I used all commands you provided in last message and it didn't work for me on both my Windows PC's. I'll try to run it on my Macbok Air and connect via email. Thanks for your support!

    asidsunrise Thanks. Very strange. Perhaps our CI/CD didn't properly build for Windows for this example. Will be curious to find out.

      Brandon Well, I tried to run it on my Macbook and got the same error. The re-installing depthai version didn't help. If it could help to find a problem it will be OK to use TeamViewer, but I'm not sure it is possible in the next 2-3 days.

      Hi, same issue on my iMac under Catalina (macOS 10.15.7)...

      Thanks and sorry about the delay, both. So could you please send an email to support@luxonis.com to facilitate a teamviewer to see what is happening here?

      I'll try this again now on my iMac as well.

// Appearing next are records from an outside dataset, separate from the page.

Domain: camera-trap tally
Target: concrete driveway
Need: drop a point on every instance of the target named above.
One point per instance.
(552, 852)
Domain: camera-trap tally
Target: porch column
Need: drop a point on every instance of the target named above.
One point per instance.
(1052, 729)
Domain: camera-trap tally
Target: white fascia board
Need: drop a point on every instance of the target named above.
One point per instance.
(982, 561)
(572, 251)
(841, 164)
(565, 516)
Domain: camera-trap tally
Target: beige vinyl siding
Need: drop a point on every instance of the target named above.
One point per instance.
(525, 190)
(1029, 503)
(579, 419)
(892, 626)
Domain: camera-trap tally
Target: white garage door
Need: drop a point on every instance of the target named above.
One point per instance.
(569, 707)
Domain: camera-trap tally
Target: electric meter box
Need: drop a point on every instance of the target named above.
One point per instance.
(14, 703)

      Thanks and sorry again about the delay (so far behind on shipping issues in Europe),
      Brandon

      Hi @Will ,

      So I was able to replicate this with the version that was checked out on my iMac. Steps:

      cd ~/depthai-experiments/gen2-ocr 
      python3 -m pip install -r requirements.txt

      Which produced:

      Looking in indexes: https://pypi.org/simple, https://artifacts.luxonis.com/artifactory/luxonis-python-snapshot-local
      Requirement already satisfied: numpy==1.19.5 in /Users/leeroy/Library/Python/3.9/lib/python/site-packages (from -r requirements.txt (line 1)) (1.19.5)
      Requirement already satisfied: opencv-python==4.5.1.48 in /Users/leeroy/Library/Python/3.9/lib/python/site-packages (from -r requirements.txt (line 2)) (4.5.1.48)
      Collecting depthai==0.0.2.1+e88c98c8a7681dd16cd754a832df1165380ac305
        Using cached https://artifacts.luxonis.com/artifactory/luxonis-python-snapshot-local/depthai/depthai-0.0.2.1%2Be88c98c8a7681dd16cd754a832df1165380ac305-cp39-cp39-macosx_10_9_x86_64.whl (4.3 MB)
      Installing collected packages: depthai
        Attempting uninstall: depthai
          Found existing installation: depthai 0.4.1.1
          Uninstalling depthai-0.4.1.1:
            Successfully uninstalled depthai-0.4.1.1
      Successfully installed depthai-0.0.2.1+e88c98c8a7681dd16cd754a832df1165380ac305

      And then I ran:

      python3 main.py

      Which resulted in:

      /Users/leeroy/depthai-experiments/gen2-ocr/main.py:15: DeprecationWarning: setCamId() is deprecated, use setBoardSocket() instead.
        colorCam.setCamId(0)
      libc++abi.dylib: terminating with uncaught exception of type std::runtime_error: XLink write error, error message: X_LINK_ERROR
      zsh: abort      python3 main.py

      I am now updating the repo with git pull on the master branch to check if this improves it.

      Same error:

      python3 main.py                           
      /Users/leeroy/depthai-experiments/gen2-ocr/main.py:15: DeprecationWarning: setCamId() is deprecated, use setBoardSocket() instead.
        colorCam.setCamId(0)
      libc++abi.dylib: terminating with uncaught exception of type std::runtime_error: XLink write error, error message: X_LINK_ERROR
      zsh: abort      python3 main.py

      So I am checking with the team now. The fact that I can reproduce this is good as I think we will now be able to fix it quickly.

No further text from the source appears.